Sample response. The claim that SNP frequency data alone is sufficient to determine the relatedness of two populations overstates what a single set of markers can show. A SNP is a one-base difference at a specific DNA position; its frequency in a sample can be calculated as p = (2 × homozygotes + heterozygotes) ÷ (2 × total individuals). At a single SNP, populations of the same species can differ dramatically because of locus-specific natural selection (for example, the lactase-persistence variant near LCT differs from frequency ~0.06 in East Asian samples to ~0.70 in Northern European samples), genetic drift in small populations, or recent migration. These differences are normal variation within a species and do not justify strong relatedness or non-relatedness claims. The reliability of any SNP frequency is also limited by sample size and bias: a sample of 30 from one location is far less informative than a stratified sample of thousands, and selecting only one location or sub-group introduces bias that can distort the estimate. Using multiple markers across the genome — a SNP panel of thousands of positions — averages out per-locus chance variation and locus-specific selection, giving a much more reliable estimate of overall similarity. SNP data are useful: they provide directly comparable markers across genomes and can show trends of similarity and difference, but they cannot, alone and at a single locus, prove either full relatedness or complete separation. A defensible conclusion is therefore that SNP frequency data are necessary but not sufficient evidence for relatedness — the strength of the inference depends on how many SNPs are compared, how many individuals are sampled, and how representative those samples are of each population.

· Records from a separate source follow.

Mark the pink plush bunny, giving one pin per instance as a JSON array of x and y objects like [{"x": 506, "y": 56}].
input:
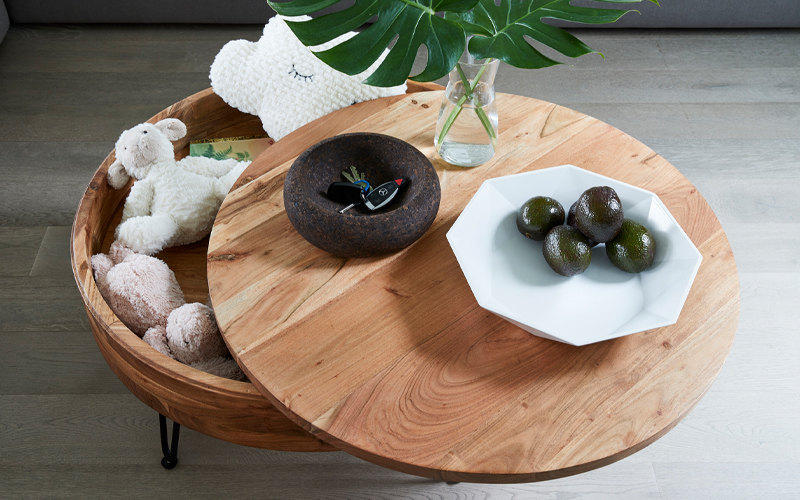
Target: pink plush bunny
[{"x": 146, "y": 297}]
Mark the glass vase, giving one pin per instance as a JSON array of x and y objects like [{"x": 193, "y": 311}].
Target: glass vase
[{"x": 466, "y": 131}]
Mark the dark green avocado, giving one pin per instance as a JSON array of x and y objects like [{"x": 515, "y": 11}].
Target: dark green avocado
[
  {"x": 567, "y": 251},
  {"x": 537, "y": 216},
  {"x": 598, "y": 213},
  {"x": 634, "y": 248},
  {"x": 571, "y": 222}
]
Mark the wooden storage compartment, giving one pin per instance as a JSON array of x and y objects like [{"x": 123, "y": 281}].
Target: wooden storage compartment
[{"x": 221, "y": 408}]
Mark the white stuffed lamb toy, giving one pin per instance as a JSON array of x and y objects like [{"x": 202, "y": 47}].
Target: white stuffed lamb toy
[
  {"x": 172, "y": 202},
  {"x": 284, "y": 83}
]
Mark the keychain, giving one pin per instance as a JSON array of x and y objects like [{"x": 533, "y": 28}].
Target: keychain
[{"x": 358, "y": 191}]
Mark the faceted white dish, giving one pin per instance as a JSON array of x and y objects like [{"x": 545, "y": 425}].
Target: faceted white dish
[{"x": 509, "y": 276}]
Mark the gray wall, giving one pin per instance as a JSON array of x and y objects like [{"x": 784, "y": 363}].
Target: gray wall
[
  {"x": 3, "y": 20},
  {"x": 671, "y": 13}
]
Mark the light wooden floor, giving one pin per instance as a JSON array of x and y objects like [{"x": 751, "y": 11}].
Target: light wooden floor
[{"x": 722, "y": 106}]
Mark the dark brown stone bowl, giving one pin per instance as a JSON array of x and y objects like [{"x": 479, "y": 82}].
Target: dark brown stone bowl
[{"x": 359, "y": 232}]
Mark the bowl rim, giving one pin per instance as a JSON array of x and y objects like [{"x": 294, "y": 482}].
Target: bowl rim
[
  {"x": 373, "y": 218},
  {"x": 512, "y": 317}
]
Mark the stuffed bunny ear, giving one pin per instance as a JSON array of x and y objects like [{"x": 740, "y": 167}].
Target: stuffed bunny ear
[
  {"x": 117, "y": 176},
  {"x": 232, "y": 79},
  {"x": 173, "y": 128}
]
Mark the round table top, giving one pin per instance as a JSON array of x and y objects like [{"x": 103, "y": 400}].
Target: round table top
[{"x": 392, "y": 360}]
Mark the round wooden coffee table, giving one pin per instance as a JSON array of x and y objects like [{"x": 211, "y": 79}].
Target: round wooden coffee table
[{"x": 392, "y": 360}]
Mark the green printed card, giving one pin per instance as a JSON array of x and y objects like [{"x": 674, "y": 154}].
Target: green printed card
[{"x": 238, "y": 148}]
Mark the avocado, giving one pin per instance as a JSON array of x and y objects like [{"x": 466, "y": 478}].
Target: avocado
[
  {"x": 567, "y": 250},
  {"x": 539, "y": 215},
  {"x": 634, "y": 248},
  {"x": 598, "y": 213},
  {"x": 571, "y": 222}
]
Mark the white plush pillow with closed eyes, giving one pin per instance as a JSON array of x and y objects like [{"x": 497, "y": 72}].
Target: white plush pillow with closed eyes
[{"x": 284, "y": 83}]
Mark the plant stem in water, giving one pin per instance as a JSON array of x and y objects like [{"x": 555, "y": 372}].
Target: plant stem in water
[{"x": 469, "y": 90}]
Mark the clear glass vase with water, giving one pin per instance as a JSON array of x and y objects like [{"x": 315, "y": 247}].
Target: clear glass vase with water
[{"x": 466, "y": 131}]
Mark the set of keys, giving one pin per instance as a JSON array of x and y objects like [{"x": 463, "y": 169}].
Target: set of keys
[{"x": 357, "y": 191}]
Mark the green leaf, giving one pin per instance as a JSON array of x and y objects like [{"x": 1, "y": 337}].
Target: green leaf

Marking notes. 1 mark — defines a SNP and/or shows how its frequency is calculated. 1 mark — identifies that a single SNP can differ between same-species populations because of selection / drift / migration. 1 mark — links sample size to reliability of the estimate. 1 mark — links sample bias to reliability of the conclusion. 1 mark — explains the advantage of using multiple SNPs (averaging out per-locus variation). 1 mark — uses a named or worked example of locus-specific variation OR a numerical contrast between per-locus and genome-wide similarity. 1 mark — reaches an explicit evaluative judgement: SNP frequency data are necessary but not sufficient; relatedness conclusions must be proportional to the number of markers and the quality of the sample.